The wolf took Willa home to Dead Hollow. She was worried about coming home so late, so she snuck in through the tunnels. She took a wrong turn and ended up in the subterranean levels where no one was allowed. To her surprise, she found a series of jail cells and a small, Cherokee boy locked in one. She gave him some cookies, but then left him there when the guards arrived and chased her off.

She went to her grandmother’s house and they talked about the magical little tree her grandma kept. She had taught Willa how to use her woodcraft after her parents and twin sister had been killed. The padaran ordered her into the great hall and told her that he had a special group of jaetters who he had tasked with hunting animals so that he could sell their parts to trade with the humans. Willa was horrified at this, and even more disturbed when he took her outside and showed her a series of traps he had set outside the wolf’s den. When the wolf approached, Willa called out a warning and then used her camouflage to trap the padaran in one of his own traps.

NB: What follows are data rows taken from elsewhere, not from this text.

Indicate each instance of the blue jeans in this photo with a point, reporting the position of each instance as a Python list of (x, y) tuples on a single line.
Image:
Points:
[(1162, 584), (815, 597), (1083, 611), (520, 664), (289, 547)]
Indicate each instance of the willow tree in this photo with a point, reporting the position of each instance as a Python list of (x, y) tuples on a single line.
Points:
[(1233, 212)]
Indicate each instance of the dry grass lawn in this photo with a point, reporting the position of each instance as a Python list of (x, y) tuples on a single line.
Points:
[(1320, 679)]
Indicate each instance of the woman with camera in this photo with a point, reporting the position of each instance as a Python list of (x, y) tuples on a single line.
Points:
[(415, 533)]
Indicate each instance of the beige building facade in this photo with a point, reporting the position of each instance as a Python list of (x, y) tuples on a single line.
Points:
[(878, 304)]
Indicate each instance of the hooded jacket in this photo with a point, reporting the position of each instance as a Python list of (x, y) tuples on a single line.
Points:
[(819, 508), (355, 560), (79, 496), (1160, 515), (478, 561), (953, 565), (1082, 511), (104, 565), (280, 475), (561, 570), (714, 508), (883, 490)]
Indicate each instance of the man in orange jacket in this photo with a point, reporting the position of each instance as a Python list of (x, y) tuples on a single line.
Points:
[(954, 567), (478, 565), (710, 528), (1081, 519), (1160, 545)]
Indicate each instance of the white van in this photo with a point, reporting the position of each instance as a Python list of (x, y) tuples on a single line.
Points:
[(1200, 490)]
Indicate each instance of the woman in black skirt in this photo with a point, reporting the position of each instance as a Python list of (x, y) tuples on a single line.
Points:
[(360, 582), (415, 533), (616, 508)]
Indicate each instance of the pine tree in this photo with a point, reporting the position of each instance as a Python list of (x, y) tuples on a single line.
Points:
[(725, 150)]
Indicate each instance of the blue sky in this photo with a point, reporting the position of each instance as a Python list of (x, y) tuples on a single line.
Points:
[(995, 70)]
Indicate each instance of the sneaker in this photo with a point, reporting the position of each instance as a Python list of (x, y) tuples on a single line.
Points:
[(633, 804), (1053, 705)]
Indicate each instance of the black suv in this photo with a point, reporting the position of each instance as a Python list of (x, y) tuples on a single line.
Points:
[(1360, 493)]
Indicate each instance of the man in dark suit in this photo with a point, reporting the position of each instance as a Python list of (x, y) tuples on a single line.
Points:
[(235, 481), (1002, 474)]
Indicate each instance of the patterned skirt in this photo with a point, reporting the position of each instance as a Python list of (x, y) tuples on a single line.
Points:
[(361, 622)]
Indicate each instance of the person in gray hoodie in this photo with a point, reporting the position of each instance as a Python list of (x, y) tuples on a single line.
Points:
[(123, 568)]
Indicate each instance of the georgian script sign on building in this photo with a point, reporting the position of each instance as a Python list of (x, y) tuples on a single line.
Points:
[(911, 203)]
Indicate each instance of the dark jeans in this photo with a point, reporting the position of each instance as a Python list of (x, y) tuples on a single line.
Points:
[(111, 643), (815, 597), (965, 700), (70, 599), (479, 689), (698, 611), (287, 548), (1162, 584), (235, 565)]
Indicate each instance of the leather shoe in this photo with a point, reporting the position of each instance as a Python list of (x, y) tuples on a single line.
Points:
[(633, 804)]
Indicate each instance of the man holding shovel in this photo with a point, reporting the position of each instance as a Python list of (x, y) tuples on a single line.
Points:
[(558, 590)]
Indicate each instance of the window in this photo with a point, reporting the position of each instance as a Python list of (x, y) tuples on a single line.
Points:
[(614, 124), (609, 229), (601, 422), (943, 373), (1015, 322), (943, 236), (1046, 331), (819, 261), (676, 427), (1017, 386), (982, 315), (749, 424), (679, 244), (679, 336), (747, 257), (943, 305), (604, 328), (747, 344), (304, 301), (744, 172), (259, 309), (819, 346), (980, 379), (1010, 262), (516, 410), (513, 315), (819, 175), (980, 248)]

Willa heard screams and went back inside only to discover that the other jaetters had killed her grandmother. She escaped through the underground river, terrified about life without her clan and her grandmother. She walked through the woods and found a group of logger clearcutting the forest. A panther had been trapped beneath a downed tree in the river. She jumped in and helped the panther escape with the help of the otters.

She went back to the man’s house and showed herself to him. He introduced himself as Nathaniel and his dog as Scout. Slowly, Nathaniel and Willa formed a friendship and they both learned about one another’s lives and perspectives. Eventually, Nathaniel told Willa that a group of loggers who wanted his land had tried to intimidate him out of his home by killing his wife, who had been Cherokee. and children. However, Willa realized that the boy in the Faeran jail cell had been Nathaniel’s son, Iska. Before she had the chance to tell Nathaniel the truth, the loggers arrived and started a fight with him that ended with Scout being shot. Willa used her powers to make the trees attack the men, then she put the injured Nathaniel to bed and returned to Dead Hollow to release Iska.

Willa snuck back inside the tunnels using her camouflage and found Iska, who told her that both his siblings were alive, too. Willa got them and all the other children out of the cells and told them to escape through a certain tunnel while she warded off the guards, who were attempting to keep the human children to convert them into Faeran so the tribe would not die now that no new Faeran children were being born.

As the children escaped, the guards stabbed Willa through her neck. She fell to the floor and healed herself with her magic, but she slowed her heart down to play dead. The guards brought her to the Hall of the Padaran. She stood up in front of the clan and accused him of killing her father, who had secretly been his twin brother. She also accused him of having woodcraft powers that he used to change the color of his skin to appear like a god rather than like a Faeran. The clan turned against the padaran and he boarded himself up in his private rooms to protect his collection of human objects. On accident, he lit a fire that spread throughout the tunnels.

Willa escaped and returned to her grandmother’s house to get the little tree to finish healing her wounds. She planted it in the ground and then met up with Nathaniel’s children. Together, they returned to Nathaniel and the story ended with them all deciding to live happily ever after together.